Preventing Homelessness and Food Insecurity

We have made a number of policy changes to better support individuals and families facing homelessness. We have recently issued guidance to ensure that individuals in need of immediate shelter or of assistance to prevent losing their home or apartment get help quickly while their application for our Emergency Assistance services is reviewed. The policy provides for up to 30 days of temporary services for individuals and families in immediate need of shelter, food, or clothing. We also will soon issue rulemaking to repeal regulations that allow individuals to be denied Emergency Assistance services when they are deemed to have “caused their own homelessness.” The lack of clarity around this regulatory standard has resulted in varied interpretations and inconsistency in implementation. Our intent is to have clear guidelines so that individuals in need of help get the help they need. We also look forward to working with the Lieutenant Governor and the Department of Community Affairs on the implementation of the Office of Homelessness Prevention that the Governor called for in his Budget Address.

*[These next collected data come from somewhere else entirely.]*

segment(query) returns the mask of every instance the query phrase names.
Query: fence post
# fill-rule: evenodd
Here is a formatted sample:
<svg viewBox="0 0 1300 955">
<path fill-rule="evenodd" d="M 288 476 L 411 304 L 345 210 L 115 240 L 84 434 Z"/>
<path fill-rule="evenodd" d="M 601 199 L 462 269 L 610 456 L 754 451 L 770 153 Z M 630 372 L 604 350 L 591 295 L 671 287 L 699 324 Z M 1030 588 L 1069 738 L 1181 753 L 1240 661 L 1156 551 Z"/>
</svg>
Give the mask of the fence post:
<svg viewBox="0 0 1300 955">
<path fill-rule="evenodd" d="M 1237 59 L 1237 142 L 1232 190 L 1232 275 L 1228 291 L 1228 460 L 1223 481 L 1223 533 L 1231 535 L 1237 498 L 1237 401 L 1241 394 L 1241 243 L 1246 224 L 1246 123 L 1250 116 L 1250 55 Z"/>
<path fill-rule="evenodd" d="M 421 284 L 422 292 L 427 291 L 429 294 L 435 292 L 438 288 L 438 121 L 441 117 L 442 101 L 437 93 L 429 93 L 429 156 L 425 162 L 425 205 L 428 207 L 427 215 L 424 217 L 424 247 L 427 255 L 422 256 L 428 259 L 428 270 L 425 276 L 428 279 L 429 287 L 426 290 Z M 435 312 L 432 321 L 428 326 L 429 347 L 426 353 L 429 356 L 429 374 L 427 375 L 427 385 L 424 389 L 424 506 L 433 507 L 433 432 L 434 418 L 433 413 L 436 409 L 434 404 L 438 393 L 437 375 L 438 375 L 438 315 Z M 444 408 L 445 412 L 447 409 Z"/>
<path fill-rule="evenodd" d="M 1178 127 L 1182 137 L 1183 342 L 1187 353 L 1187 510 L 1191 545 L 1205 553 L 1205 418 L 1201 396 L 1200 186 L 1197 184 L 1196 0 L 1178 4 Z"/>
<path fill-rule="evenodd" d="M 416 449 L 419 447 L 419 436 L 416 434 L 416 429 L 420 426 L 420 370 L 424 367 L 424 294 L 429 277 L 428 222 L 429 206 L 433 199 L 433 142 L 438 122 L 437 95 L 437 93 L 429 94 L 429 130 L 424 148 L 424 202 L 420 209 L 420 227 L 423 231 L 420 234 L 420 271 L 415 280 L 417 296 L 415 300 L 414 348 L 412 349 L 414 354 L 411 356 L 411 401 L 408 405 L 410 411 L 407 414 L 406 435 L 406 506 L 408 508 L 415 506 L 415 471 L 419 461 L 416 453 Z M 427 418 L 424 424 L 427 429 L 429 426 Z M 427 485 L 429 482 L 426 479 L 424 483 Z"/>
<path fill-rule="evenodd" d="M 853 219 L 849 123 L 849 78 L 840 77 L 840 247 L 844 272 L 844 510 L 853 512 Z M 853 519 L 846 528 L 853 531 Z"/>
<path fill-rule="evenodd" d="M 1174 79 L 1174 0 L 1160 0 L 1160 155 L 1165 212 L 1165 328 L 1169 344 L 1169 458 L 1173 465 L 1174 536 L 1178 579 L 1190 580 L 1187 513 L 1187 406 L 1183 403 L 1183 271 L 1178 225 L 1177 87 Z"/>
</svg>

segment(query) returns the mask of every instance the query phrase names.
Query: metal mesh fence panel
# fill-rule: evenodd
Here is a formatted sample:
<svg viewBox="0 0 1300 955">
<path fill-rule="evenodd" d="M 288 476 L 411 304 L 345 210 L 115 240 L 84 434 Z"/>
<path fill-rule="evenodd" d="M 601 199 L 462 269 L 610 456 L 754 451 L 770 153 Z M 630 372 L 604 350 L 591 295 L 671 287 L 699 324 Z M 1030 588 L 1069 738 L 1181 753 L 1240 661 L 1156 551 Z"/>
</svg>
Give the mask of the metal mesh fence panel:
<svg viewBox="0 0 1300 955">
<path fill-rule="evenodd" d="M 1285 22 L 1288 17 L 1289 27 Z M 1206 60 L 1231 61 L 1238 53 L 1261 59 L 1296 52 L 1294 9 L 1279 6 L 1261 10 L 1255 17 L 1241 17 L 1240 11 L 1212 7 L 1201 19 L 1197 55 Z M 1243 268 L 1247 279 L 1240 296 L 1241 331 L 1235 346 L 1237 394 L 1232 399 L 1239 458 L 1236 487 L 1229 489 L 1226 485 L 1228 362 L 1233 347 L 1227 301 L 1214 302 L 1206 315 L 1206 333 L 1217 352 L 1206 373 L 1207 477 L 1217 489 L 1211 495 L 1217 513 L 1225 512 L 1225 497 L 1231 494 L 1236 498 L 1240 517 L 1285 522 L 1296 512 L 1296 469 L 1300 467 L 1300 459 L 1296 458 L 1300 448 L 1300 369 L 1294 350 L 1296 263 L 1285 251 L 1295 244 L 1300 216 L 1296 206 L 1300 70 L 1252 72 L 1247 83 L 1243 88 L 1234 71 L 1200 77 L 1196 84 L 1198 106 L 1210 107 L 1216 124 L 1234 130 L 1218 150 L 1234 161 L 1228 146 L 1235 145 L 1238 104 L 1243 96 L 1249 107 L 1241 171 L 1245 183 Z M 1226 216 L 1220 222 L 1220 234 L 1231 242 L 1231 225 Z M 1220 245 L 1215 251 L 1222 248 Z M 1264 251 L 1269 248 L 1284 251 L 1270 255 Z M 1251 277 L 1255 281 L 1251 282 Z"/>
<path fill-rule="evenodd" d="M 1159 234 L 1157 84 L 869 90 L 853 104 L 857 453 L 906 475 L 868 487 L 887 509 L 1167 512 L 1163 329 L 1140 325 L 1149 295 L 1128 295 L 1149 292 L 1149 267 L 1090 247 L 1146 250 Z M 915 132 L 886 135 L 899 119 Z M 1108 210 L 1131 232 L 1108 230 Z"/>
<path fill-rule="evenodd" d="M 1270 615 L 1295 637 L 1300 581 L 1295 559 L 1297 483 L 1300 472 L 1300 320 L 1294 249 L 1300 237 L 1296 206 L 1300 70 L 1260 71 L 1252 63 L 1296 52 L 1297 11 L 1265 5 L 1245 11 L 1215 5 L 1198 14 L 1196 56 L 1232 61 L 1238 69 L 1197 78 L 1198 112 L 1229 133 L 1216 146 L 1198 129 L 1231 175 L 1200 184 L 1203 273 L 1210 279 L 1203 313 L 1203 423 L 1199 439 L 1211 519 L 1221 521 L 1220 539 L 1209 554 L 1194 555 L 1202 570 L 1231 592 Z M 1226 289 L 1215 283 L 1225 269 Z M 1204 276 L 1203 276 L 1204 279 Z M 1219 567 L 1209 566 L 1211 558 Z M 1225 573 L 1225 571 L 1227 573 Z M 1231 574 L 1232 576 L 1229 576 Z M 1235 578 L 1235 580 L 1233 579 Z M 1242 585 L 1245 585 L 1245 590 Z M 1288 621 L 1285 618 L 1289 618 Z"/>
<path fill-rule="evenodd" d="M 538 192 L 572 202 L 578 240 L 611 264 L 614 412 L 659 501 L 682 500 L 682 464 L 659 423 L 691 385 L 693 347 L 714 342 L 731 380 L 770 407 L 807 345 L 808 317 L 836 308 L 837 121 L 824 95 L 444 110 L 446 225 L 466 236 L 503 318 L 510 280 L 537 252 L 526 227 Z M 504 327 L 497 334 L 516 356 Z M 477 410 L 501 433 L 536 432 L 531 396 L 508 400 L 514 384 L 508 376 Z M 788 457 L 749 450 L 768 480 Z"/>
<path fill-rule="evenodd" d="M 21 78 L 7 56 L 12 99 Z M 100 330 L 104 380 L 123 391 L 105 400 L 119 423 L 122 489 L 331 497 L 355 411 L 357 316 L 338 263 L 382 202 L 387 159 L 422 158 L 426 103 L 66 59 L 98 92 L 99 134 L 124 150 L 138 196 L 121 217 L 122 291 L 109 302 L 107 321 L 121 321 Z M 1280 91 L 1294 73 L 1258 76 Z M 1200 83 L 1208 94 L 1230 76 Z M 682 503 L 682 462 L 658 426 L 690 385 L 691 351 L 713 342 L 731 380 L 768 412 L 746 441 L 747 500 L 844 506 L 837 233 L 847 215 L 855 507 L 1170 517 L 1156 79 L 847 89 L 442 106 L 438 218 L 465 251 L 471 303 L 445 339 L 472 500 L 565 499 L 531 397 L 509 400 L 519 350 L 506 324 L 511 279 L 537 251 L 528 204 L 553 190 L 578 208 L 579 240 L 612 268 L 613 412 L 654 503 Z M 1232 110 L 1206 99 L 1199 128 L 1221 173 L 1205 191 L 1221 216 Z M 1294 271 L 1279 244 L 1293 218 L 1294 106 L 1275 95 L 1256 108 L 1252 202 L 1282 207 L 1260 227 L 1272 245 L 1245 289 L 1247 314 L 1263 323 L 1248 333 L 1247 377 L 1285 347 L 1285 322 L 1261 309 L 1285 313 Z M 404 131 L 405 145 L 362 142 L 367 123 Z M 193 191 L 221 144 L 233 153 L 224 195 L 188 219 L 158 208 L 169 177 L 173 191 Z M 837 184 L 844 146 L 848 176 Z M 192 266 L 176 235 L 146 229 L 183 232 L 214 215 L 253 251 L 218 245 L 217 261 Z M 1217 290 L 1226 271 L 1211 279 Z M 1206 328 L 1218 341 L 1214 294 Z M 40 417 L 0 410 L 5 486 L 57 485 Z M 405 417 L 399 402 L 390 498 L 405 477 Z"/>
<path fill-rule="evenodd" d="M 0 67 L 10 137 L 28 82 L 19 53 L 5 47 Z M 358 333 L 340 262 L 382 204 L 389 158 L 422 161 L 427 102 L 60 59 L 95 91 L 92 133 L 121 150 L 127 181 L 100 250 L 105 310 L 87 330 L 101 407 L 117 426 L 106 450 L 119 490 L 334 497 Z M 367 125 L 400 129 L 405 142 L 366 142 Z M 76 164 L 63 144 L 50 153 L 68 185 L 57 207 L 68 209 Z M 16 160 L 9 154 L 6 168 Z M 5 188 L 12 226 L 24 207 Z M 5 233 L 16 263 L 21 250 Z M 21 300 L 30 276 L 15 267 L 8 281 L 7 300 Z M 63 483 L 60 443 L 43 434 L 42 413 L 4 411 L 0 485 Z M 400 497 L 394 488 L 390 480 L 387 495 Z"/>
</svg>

Further, in response to what has been called a hidden crisis on college campuses – with national surveys finding that as high as 40 percent of community college students report food insecurity – we took action and announced new policy changes making it easier for students in community college career and technical education programs to receive Supplemental Nutrition Assistance Program (SNAP) food assistance. No one seeking a higher education should struggle in their studies because of hunger. We will continue to work with our partners in higher education to ensure students get the social services supports they need. 

Improving Eligibility and Outreach Strategies

Finally, we are continuously working on both the tools we use to enroll individuals in our programs and our outreach to the community to ensure that people know how to access our services. We are particularly excited about our Division of Aging Services’ new one-stop online enrollment tool called NJSave that screens and enrolls older residents in a number of programs that can help them afford Medicare premiums, drug costs, utility costs and a host of other services. Previously, these were all separate, often paper, applications.

Our Commission for the Blind and Visually Impaired hosts eye screenings in communities across the state, and we have been delighted to partner with legislators on these events.

We also are partnering with Bergen County leadership on our free refurbished hearing aid program for eligible older residents and continue to look for ways to bring our services directly to residents. We are funding five community organizations across the state that are helping New Jerseyans enroll in Medicaid and the Affordable Care Act Marketplace, because we know how important one-on-one assistance can be. They are everywhere from community festivals to job fairs to town parades getting the word out about affordable health care coverage.

We look forward to continuing to work with the Legislature on the vital programs that New Jersey Human Services provides to our residents and the proposals contained in this year’s budget. Thank you for your partnership and your leadership, and we welcome your questions.